Он резко сел, спустив ноги вниз, нашаривая башмаки с носками в них.
— Пошел? Ну давай, — она опять пожала плечами, как бы не зная, что возразить.
Он оделся, обулся, не глядя на нее. И двинулся к выходу, осознавая, что это лучшее, что он может сделать.
— Ну, покеда, — все так же, не глядя на нее.
— Пока.
Сейчас надо пойти залить горе. Он быстро проинспектировал содержание карманов шорт. Одна тяжелая желтая мелочь, хоть и много.
— Марьяна, пять шекелей дай до завтра.
— Жри на свои.
Холодно сказала, зло. Нелюбовь к его пьянству было, пожалуй, единственным активным чувством, которое она испытывала к нему; хотя это была нелюбовь к пьяным вообще, лично он тут был ни при чем.
— Да чего ты, я же завтра отдам, ты знаешь.
— На свои жри.
Все так же упрямо.
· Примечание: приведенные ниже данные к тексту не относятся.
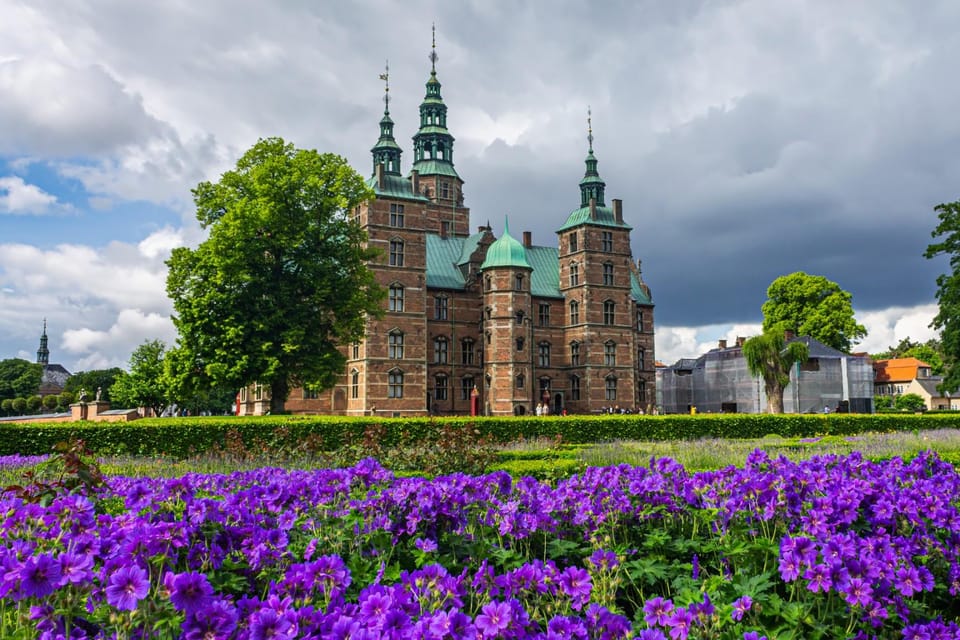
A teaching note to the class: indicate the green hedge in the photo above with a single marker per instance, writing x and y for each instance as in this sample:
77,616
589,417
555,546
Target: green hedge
183,437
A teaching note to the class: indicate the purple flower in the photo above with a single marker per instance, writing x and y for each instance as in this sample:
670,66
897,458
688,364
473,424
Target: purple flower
188,591
40,575
496,617
127,586
740,607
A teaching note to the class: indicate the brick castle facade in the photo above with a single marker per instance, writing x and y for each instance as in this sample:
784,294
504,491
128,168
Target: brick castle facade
485,324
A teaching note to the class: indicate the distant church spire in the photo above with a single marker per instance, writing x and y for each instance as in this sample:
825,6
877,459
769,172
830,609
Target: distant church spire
43,353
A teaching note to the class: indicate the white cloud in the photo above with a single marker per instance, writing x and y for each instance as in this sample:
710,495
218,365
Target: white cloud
18,197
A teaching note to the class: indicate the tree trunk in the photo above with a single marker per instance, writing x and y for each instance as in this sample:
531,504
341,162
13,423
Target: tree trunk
774,398
279,390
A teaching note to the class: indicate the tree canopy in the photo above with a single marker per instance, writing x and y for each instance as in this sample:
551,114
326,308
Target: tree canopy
770,357
144,385
282,280
19,378
947,320
813,306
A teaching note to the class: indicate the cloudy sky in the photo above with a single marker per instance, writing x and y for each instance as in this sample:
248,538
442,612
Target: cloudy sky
747,139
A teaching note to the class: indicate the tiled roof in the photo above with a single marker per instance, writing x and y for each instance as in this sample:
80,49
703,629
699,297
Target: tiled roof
605,218
897,369
443,254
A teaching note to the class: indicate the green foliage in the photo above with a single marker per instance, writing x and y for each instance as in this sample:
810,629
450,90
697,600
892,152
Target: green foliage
181,438
910,402
812,306
282,279
19,378
770,357
947,320
145,385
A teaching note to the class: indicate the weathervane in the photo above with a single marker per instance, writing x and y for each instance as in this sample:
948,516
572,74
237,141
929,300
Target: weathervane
385,76
590,128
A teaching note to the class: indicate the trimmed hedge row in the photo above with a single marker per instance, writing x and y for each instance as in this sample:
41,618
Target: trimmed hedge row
183,437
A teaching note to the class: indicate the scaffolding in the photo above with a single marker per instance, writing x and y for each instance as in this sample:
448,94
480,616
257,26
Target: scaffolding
720,382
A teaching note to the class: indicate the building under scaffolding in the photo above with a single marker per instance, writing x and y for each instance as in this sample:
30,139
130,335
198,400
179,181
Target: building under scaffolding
719,382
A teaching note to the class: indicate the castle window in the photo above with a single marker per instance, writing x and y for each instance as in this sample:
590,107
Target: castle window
606,241
396,297
440,350
396,345
610,354
396,253
543,311
466,387
543,354
396,215
395,384
440,304
610,389
609,311
466,351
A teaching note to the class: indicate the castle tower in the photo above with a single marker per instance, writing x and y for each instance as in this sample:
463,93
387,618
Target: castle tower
508,331
609,314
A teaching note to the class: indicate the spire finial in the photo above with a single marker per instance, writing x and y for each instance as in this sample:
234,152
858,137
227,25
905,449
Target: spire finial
590,128
433,49
385,76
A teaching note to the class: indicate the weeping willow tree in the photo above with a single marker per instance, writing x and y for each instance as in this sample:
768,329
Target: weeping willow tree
770,357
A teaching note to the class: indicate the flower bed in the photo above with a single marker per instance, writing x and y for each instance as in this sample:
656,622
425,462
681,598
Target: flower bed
827,548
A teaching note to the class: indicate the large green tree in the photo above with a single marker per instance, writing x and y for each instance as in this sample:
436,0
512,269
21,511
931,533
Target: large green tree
19,378
813,306
281,282
145,384
947,320
92,380
770,356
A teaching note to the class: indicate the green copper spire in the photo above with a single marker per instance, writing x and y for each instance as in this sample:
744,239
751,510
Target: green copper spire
506,251
386,151
592,184
433,144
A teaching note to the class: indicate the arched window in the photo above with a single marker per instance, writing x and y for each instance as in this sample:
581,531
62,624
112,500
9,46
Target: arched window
609,311
396,253
610,353
610,388
440,350
395,297
395,384
395,340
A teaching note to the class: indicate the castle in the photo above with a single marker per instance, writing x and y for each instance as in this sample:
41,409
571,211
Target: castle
482,325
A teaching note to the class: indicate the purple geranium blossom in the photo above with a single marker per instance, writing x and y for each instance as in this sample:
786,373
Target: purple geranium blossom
127,586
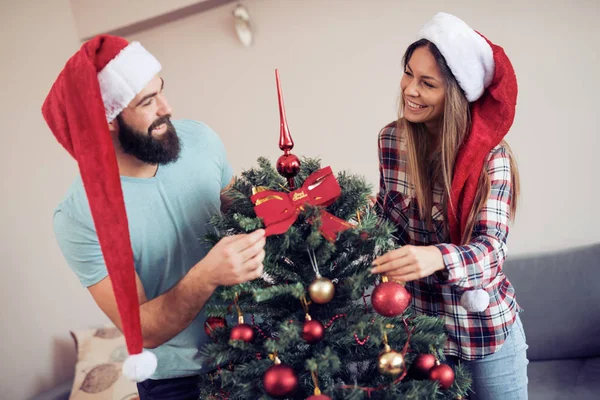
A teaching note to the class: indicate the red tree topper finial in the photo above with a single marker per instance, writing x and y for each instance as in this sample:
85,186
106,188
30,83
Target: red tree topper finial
288,165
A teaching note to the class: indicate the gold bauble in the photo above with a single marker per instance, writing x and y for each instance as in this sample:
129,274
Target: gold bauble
391,363
321,290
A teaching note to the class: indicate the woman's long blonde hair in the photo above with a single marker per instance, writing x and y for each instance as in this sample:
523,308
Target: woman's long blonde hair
428,166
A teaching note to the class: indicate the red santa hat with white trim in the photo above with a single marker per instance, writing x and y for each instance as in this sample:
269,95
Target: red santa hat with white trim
486,76
96,84
489,83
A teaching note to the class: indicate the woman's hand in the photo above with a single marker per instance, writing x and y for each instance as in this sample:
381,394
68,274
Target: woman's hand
409,263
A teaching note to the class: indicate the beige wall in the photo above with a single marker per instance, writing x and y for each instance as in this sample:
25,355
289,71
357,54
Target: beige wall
40,299
95,17
340,66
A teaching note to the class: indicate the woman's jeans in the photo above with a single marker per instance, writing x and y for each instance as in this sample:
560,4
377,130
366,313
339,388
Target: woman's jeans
502,375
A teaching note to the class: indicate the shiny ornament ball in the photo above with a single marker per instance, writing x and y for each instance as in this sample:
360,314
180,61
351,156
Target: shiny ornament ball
288,165
391,363
313,331
243,332
321,290
280,381
443,374
390,299
422,365
213,323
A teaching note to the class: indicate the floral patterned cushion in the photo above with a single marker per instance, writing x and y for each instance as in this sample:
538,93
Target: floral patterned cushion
100,354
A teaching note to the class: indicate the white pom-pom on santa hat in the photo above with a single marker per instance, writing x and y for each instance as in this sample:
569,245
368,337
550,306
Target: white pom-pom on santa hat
139,367
476,300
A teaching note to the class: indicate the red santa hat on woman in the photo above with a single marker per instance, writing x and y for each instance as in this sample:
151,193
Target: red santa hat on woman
96,84
488,80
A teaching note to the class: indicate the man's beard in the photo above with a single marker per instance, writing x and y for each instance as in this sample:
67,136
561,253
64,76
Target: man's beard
149,149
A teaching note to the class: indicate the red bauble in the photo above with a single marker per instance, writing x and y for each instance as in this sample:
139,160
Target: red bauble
280,381
313,331
443,374
213,323
422,365
242,332
390,299
288,165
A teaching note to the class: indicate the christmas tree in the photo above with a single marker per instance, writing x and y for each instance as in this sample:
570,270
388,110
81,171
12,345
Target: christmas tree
310,328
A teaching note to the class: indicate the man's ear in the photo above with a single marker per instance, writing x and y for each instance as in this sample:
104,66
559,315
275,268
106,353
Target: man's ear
113,125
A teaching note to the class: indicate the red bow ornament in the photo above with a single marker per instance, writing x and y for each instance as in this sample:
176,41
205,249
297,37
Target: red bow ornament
280,210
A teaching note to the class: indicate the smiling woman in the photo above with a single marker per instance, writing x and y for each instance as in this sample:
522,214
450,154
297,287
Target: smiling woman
450,185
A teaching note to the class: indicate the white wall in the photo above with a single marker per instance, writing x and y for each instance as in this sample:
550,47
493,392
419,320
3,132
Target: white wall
340,68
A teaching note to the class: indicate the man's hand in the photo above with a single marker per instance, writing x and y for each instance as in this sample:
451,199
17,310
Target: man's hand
234,259
409,263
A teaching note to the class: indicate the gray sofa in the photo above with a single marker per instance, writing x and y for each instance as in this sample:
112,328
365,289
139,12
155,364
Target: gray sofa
560,295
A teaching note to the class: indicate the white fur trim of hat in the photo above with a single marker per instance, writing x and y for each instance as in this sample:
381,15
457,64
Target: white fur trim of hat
468,55
125,76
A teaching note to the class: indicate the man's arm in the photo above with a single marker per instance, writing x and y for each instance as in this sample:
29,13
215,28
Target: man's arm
235,259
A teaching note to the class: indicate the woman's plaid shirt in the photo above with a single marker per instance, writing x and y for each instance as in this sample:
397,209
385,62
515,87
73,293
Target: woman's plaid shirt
478,265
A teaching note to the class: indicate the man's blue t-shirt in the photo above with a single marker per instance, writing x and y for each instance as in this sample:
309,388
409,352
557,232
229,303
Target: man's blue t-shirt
168,218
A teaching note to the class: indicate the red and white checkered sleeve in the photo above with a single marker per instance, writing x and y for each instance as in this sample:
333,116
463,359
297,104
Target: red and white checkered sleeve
475,265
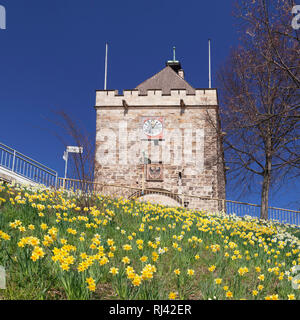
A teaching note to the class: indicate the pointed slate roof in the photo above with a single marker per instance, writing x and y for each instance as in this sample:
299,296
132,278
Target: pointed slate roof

Бесполезно разговаривать. Через мост придется домой переть. Ну да хрен с ней.
Он вышел и медленно пошел, глядя под ноги. Завязывать надо эту петрушку. Завязывать…
— …Больше не видел здесь. Ясно?
Перед ним стоял какой-то тип. Высокий, широкие плечи, спортивная фигура. Саша его вспомнил. Из тылового, так сказать, обеспечения махонов. Тыловики-то здесь самые и опасные. Приблатненные в разной степени. У этого морда, правда, не блатная, а скорее какая-то ментовско-военная. Все это Саша вспомнил, увидел в одно мгновение. Но смысл услышанного как-то до него не дошел. Он ничего не понимал. Немного поодаль от типа, сзади, стоял еще один, у него был канонический вид нового русского блатного: раскормленная будка, короткая стрижка, могучие жирные лапищи в татуре. Прикрытыми глазами он лениво оглядывал Сашу, какая-то лениво-палаческая лень была во всем его облике.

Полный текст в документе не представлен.